Download or read book Medievalism written by David Matthews and published by Boydell & Brewer Ltd. This book was released on 2015 with total page 231 pages. Available in PDF, EPUB and Kindle. Book excerpt: An accessibly-written survey of the origins and growth of the discipline of medievalism studies. The field known as "medievalism studies" concerns the life of the Middle Ages after the Middle Ages. Originating some thirty years ago, it examines reinventions and reworkings of the medieval from the Reformation to postmodernity, from Bale and Leland to HBO's Game of Thrones. But what exactly is it? An offshoot of medieval studies? A version of reception studies? Or a new form of cultural studies? Can such a diverse field claim coherence? Should it be housed in departments of English, or History, or should it always be interdisciplinary? In responding to such questions, the author traces the history of medievalism from its earliest appearances in the sixteenth century to the present day, across a range of examples drawn from the spheres of literature, art, architecture, music and more. He identifies two major modes, the grotesque and the romantic, and focuses on key phases of the development of medievalism in Europe: the Reformation, the late eighteenth century, and above all the period between 1815 and 1850, which, he argues, represents the zenith of medievalist cultural production. He also contends that the 1840s were medievalism's one moment of canonicity in several European cultures at once. After that, medievalism became a minority form, rarely marked with cultural prestige, though always pervasive and influential. Medievalism: a Critical History scrutinises several key categories - space, time, and selfhood - and traces the impact of medievalism on each. It will be the essential guide to a complex and still evolving field of inquiry. David Matthews is Professor of Medieval and Medievalism Studies at the University of Manchester.
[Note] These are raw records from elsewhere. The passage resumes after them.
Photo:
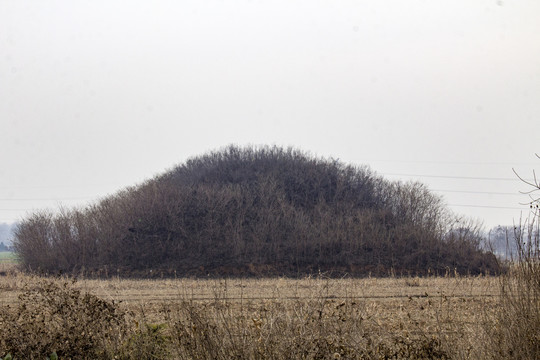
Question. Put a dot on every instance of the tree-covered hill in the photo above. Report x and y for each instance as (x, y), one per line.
(256, 212)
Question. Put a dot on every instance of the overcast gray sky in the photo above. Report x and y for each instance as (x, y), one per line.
(99, 95)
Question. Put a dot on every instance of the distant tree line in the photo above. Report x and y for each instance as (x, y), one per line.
(256, 211)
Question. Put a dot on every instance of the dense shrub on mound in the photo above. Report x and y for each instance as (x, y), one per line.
(256, 211)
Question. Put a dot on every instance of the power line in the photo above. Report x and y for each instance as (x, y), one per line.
(488, 206)
(453, 177)
(478, 192)
(509, 163)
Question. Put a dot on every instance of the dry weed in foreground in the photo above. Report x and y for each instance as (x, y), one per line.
(313, 318)
(515, 331)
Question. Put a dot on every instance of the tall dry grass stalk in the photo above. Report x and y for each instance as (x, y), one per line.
(515, 333)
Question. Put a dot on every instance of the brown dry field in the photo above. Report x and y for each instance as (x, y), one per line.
(452, 309)
(432, 301)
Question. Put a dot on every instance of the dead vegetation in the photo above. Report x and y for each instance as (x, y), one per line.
(310, 318)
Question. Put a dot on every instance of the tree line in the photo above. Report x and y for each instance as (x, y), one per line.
(248, 211)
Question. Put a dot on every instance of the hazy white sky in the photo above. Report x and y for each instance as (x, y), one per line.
(99, 95)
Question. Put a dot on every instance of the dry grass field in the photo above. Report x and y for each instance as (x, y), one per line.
(311, 318)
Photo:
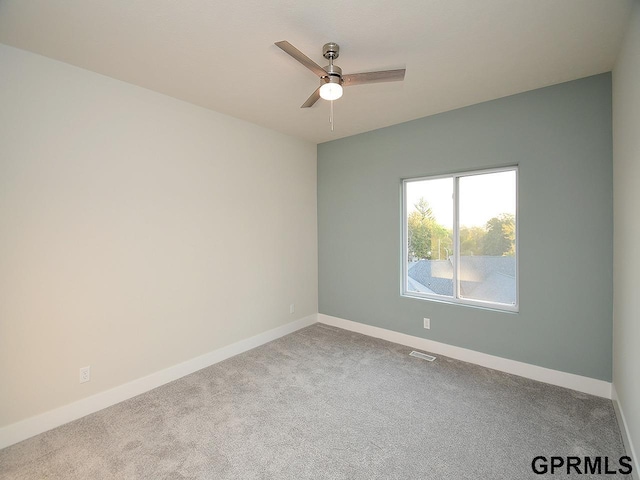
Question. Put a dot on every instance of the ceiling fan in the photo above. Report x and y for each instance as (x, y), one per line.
(331, 78)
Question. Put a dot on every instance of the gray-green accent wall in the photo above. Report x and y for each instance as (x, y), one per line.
(560, 137)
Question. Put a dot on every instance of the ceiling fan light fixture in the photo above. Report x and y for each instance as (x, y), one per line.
(332, 90)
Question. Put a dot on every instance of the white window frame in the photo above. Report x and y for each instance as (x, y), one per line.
(455, 299)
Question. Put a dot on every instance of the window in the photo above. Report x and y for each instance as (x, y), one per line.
(460, 237)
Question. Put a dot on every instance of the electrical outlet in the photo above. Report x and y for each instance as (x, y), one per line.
(85, 374)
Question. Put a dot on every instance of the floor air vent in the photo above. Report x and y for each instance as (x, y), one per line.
(423, 356)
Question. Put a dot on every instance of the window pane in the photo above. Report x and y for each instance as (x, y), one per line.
(429, 210)
(487, 209)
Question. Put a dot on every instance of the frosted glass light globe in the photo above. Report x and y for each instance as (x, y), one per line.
(331, 91)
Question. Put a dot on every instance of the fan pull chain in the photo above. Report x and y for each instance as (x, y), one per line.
(331, 116)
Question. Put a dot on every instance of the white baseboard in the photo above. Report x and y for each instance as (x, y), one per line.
(29, 427)
(624, 430)
(588, 385)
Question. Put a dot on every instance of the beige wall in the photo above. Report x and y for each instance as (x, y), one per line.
(626, 187)
(137, 231)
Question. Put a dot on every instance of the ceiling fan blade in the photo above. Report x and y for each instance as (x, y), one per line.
(373, 77)
(315, 96)
(302, 58)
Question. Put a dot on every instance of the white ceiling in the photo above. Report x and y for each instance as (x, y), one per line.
(221, 55)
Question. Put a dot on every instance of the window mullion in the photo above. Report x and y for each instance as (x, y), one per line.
(456, 239)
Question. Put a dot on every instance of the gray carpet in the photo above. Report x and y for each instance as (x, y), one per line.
(325, 403)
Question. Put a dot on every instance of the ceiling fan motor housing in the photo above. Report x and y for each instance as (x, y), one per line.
(334, 74)
(331, 50)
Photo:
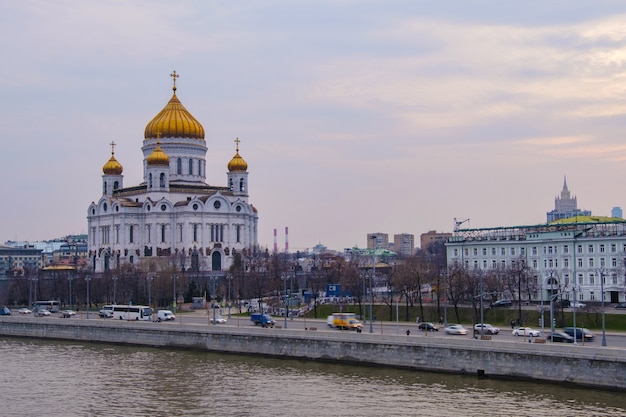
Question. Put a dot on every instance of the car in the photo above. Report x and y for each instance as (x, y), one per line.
(570, 304)
(485, 328)
(217, 319)
(525, 331)
(66, 314)
(560, 337)
(427, 327)
(456, 329)
(501, 303)
(165, 315)
(106, 312)
(578, 332)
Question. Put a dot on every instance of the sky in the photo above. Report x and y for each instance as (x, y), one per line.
(354, 117)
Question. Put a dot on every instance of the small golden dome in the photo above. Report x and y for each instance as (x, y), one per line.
(158, 157)
(237, 163)
(112, 167)
(174, 121)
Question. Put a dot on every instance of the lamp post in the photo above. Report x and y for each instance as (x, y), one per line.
(229, 277)
(149, 279)
(87, 279)
(70, 278)
(285, 277)
(574, 310)
(174, 301)
(602, 300)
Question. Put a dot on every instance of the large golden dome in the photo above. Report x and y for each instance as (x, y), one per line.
(158, 157)
(237, 163)
(112, 167)
(174, 121)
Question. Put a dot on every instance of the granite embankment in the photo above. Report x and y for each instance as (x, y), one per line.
(586, 366)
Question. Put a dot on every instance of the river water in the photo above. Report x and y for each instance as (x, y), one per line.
(50, 378)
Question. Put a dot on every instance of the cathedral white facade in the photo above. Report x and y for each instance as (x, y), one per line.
(173, 215)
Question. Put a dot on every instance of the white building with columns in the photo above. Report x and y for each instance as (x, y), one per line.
(173, 214)
(585, 256)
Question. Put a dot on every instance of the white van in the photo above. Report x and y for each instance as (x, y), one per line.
(165, 315)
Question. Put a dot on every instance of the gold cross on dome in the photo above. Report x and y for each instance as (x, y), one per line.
(174, 76)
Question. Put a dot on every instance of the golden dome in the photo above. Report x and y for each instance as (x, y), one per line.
(174, 121)
(237, 163)
(158, 157)
(112, 167)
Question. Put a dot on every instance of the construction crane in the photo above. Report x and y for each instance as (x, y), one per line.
(458, 223)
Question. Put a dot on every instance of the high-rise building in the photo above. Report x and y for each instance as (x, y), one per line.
(377, 240)
(432, 236)
(173, 214)
(565, 206)
(404, 244)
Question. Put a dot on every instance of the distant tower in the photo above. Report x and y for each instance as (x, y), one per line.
(617, 212)
(565, 206)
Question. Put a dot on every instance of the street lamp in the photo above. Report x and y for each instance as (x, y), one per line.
(601, 295)
(149, 279)
(87, 279)
(70, 278)
(285, 277)
(229, 277)
(174, 302)
(114, 278)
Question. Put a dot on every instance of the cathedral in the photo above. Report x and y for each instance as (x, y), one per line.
(173, 215)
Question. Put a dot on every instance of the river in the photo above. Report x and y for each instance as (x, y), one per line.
(53, 378)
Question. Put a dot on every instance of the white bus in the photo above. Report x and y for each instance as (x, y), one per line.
(132, 312)
(51, 305)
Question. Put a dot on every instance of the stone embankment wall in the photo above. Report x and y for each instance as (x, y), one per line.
(580, 365)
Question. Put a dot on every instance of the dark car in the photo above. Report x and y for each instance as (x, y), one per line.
(560, 337)
(501, 303)
(579, 332)
(428, 327)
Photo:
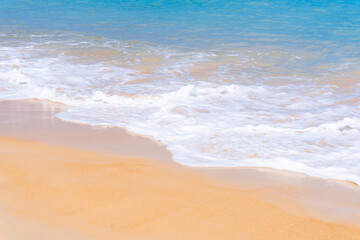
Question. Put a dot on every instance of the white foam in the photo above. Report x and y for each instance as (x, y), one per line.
(211, 108)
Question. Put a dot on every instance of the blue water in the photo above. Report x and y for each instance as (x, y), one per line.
(193, 23)
(222, 83)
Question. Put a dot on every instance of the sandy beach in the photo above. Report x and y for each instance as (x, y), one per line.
(61, 180)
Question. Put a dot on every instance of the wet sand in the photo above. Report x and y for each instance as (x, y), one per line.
(62, 180)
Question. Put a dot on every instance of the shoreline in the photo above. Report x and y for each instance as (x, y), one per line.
(295, 195)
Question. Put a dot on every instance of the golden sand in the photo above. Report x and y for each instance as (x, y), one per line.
(54, 192)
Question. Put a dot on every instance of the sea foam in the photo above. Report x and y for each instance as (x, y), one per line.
(213, 107)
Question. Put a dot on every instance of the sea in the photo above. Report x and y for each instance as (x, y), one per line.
(223, 83)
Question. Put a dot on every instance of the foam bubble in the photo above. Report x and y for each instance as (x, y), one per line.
(227, 107)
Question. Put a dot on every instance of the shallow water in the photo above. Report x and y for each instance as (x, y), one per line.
(222, 83)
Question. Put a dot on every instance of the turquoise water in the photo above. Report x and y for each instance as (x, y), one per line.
(222, 83)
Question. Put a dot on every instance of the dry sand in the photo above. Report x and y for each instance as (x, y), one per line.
(53, 191)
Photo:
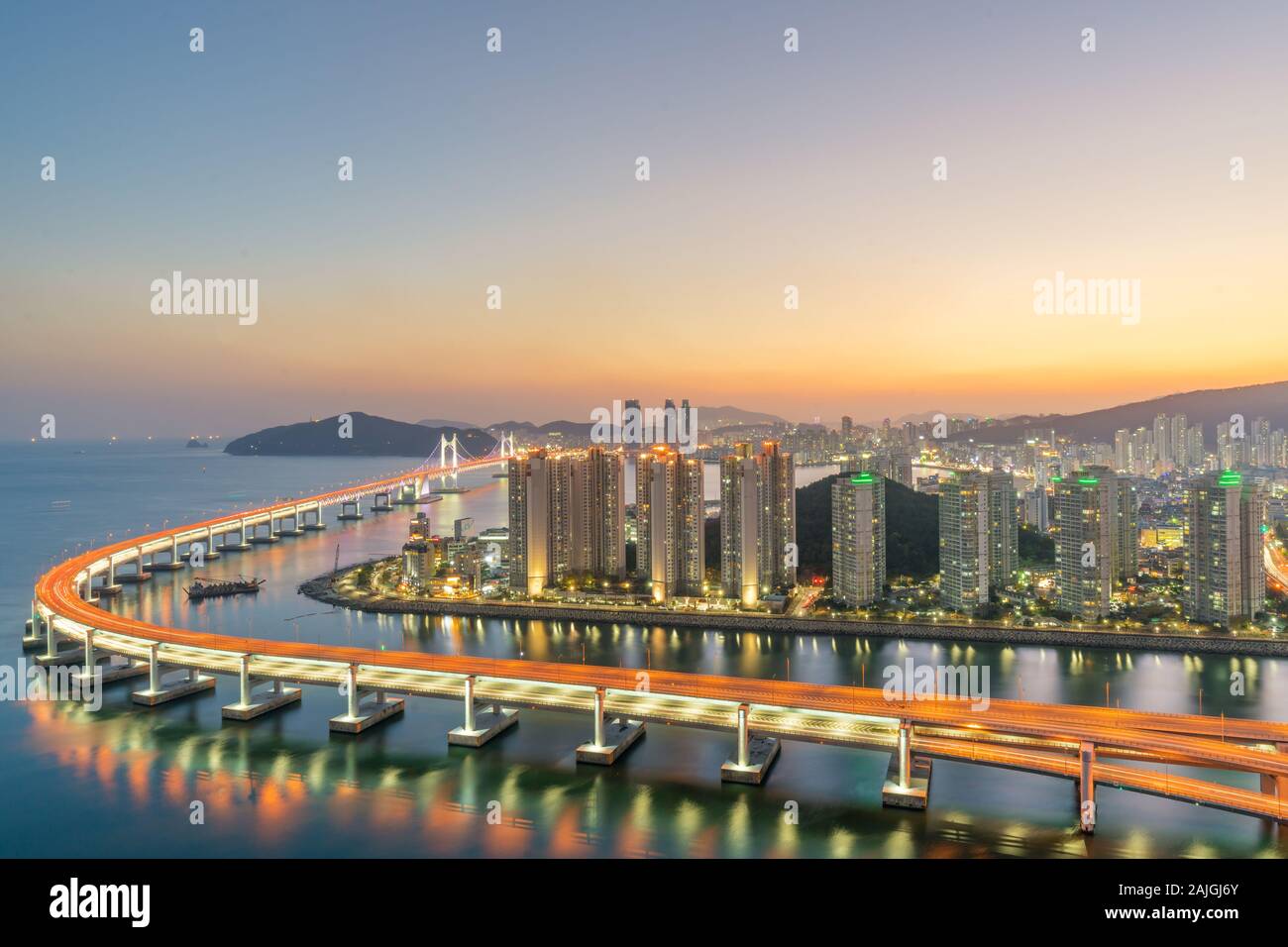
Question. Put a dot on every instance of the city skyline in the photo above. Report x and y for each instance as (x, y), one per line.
(914, 294)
Book The Medievalist Impulse in American Literature

Download or read book The Medievalist Impulse in American Literature written by Kim Ileen Moreland and published by University of Virginia Press. This book was released on 1996 with total page 288 pages. Available in PDF, EPUB and Kindle. Book excerpt: What does the existence of this impulse, in its various idiosyncratic manifestations, reveal about these writers and American culture?

Book The Rise and Fall of British Crusader Medievalism  c 1825   1945

Download or read book The Rise and Fall of British Crusader Medievalism c 1825 1945 written by Mike Horswell and published by Routledge. This book was released on 2018-01-29 with total page 229 pages. Available in PDF, EPUB and Kindle. Book excerpt: This book investigates the uses of crusader medievalism – the memory of the crusades and crusading rhetoric and imagery – in Britain, from Walter Scott’s The Talisman (1825) to the end of the Second World War. It seeks to understand why and when the crusades and crusading were popular, how they fitted with other cultural trends of the Victorian and Edwardian eras, how their use was affected by the turmoil of the First World War and whether they were differently employed in the interwar years and in the 1939-45 conflict. Building on existing studies and contributing the fruits of fresh research, it brings together examples of the uses of the crusades from disparate contexts and integrates them into the story of the rise and fall crusader medievalism in Britain.